Timberline - a novel © Sam Malone 2001-3
Her grandfather was sat at the kitchen table, the paper spread out before him, maybe maybe not the first Martini of the day in his hand. He looked up over his half-moon glasses and frowned.
I'm guessing the wolves didn't come out and play for you.
Sylvia picked a yoyo from the dresser and swung it up and down.

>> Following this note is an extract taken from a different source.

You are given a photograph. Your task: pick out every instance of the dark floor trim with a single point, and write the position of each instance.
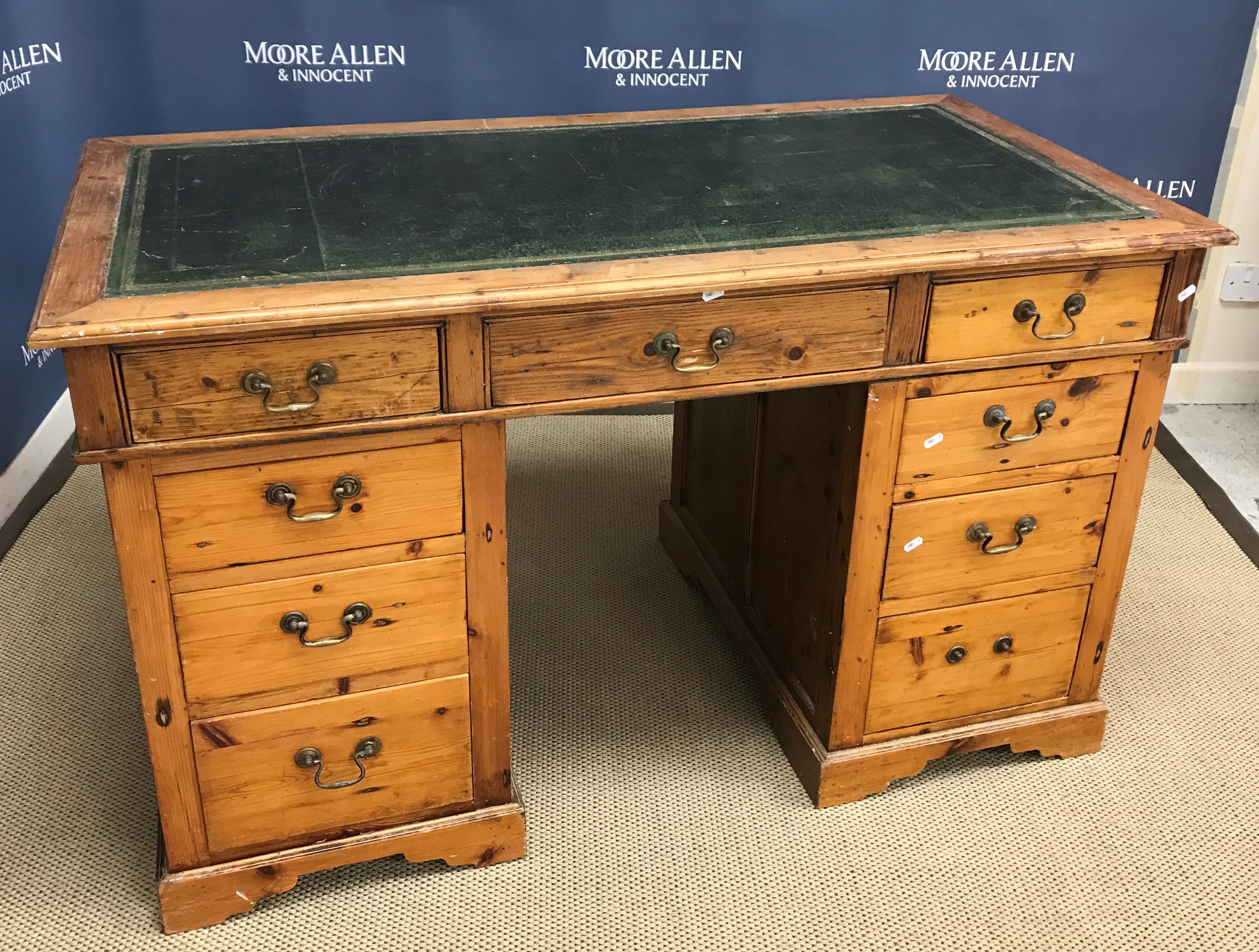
(1217, 500)
(47, 487)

You haven't fallen out with that boy?
No I haven't.
She swung the yoyo away from her and it crept along the kitchen floor and swung back up. She did this fourteen more times and on the fifteenth the string knotted and the yoyo lay dead on the floor. God, she said.
He's not known for intervening in matters of knotted yoyos.
She sighed and raised her arm with the string looped around the middle finger and the yoyo swayed a few times until she caught it and set to winding it again. One, two, three, four, five.
Grandpa, do you think the old hag will ever move away?
Ah, it's her is it? He set down his glass and smoothed the paper through. I wish I could say yes, but truth is I doubt there's a hope in it.
What if her house burned down?
She'd only build another one. And whoever burned it down would go to gaol.
For how long?
Long enough. Locked away. With no forest on the doorstep.
I wouldn't do it, Grandpa. I was only wondering.
He smoothed the paper again and laid his palms flat on top of it. There are some things that can be changed, he said, and some things that just plain can't. And if she knew she'd upset you she'd be dancing around her parlour there in her pinny like a spring cow let out to grass.
Sylvia giggled and her grandpa smiled, his face folding in friendly creases. The stool legs beneath him creaked on the tiled floor.
Like I said, some things can be changed. And if she sees you don't give a damn for what she says then she'd probably age fifty years on the spot.
I'll try, Grandpa. I'll give it a go.
Those people are wise to what she is, Sylvia. They don't take her word as gospel. You're still here, aren't you?
Yes. I'm still here.
Perhaps I should tell you. When your mother went away ...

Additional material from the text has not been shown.